Generate {n} realistic VARIATIONS that a different user might send for the
same underlying problem. Vary phrasing, tone, and detail. Return JSON list.
Ticket: {seed_case['input']['ticket']}
Category: {seed_case['category']}"""
variations = json.loads(generator.generate(prompt))
# IMPORTANT: a human reviews these before they enter the golden set
return [{"input": {"ticket": v}, "category": seed_case["category"],
"source": "synthetic-needs-review"} for v in variations]
Sizing: how big should the set be?
Bigger isn't automatically better — a small, well-curated, well-sliced set beats a giant noisy one. Rough guidance:
| Stage | Set size | Notes |
|---|---|---|
| First eval / v0 launch | 30–100 cases | Cover your top ~5 categories. Enough to ship responsibly. |
| Growing product | 200–500 cases | Filled-in slices, regressions piling up. |
| Mature / year 1+ | 500–2,000+ cases | Rich slices; you may sample a fast subset for CI and run the full set nightly. |
Two sizing principles:
- Per-slice size matters more than total size. A slice with 3 cases gives a score that swings wildly (one flip = 33%). Aim for ~20+ cases per slice you actually want to trust.

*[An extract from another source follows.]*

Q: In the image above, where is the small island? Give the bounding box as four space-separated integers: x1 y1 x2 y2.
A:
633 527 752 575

The "right" total is whatever gives each important slice enough cases to be stable.
- Statistical reality. With 30 cases, a single flip moves the score ~3.3%. So a "1% improvement" on a 100-case set is noise, not signal. The smaller your set, the larger a change has to be before you believe it. When in doubt, add cases to the slice you're trying to judge.
Versioning
Your eval set is code. Treat it like code.
- Commit it to git alongside the prompt and retriever it tests. When a prompt change requires an eval-set change, they belong in the same reviewed PR.
- Version the set explicitly (
eval_set_v7) so a reported score always names the set it ran on. A score with no set version is uninterpretable. - Never edit a case in place to make a failure pass. That's cheating the test. If a case's expected behavior genuinely changed, change it in a reviewed commit with a reason in the message.
- Track set lineage. Note where each case came from (prod log date, expert, synthetic) so you can audit and refresh.
evals/
cases/
billing.jsonl # one case per line, easy to diff in git
technical.jsonl
adversarial.jsonl
regressions.jsonl # grows forever — frozen prod failures
eval_set.version # "v7 — added 40 multilingual cases 2026-05"
runner.py
Storing cases as JSONL (one JSON object per line) makes git diffs readable — adding a case is a one-line diff, so reviewers can actually see what changed.
Common pitfalls
- A set of only easy cases. You'll score 95% and ship something that fails your hard, high-value users. Deliberately include the painful cases.
- No slice labels. Untagged cases mean you can only ever see the (lying) aggregate. Tag category/difficulty/source at creation time.
- Editing cases to make tests green. Moving the goalposts to pass is self-deception. Change expected behavior only deliberately and in review.
- All-synthetic sets. They test what the generator imagined, not what users send. Always anchor on real and expert-written cases; use synthetic to expand, not to replace.
- Never adding production failures. A frozen, never-growing set goes stale and stops catching the failures that actually happen. Wire the flywheel.
- One giant set, tiny slices. 2,000 cases but only 4 in your "refund" slice means your refund score is pure noise. Balance the slices that matter.
- Not versioning. A score you can't tie to a specific, committed set version can't be compared to last week's. Version everything.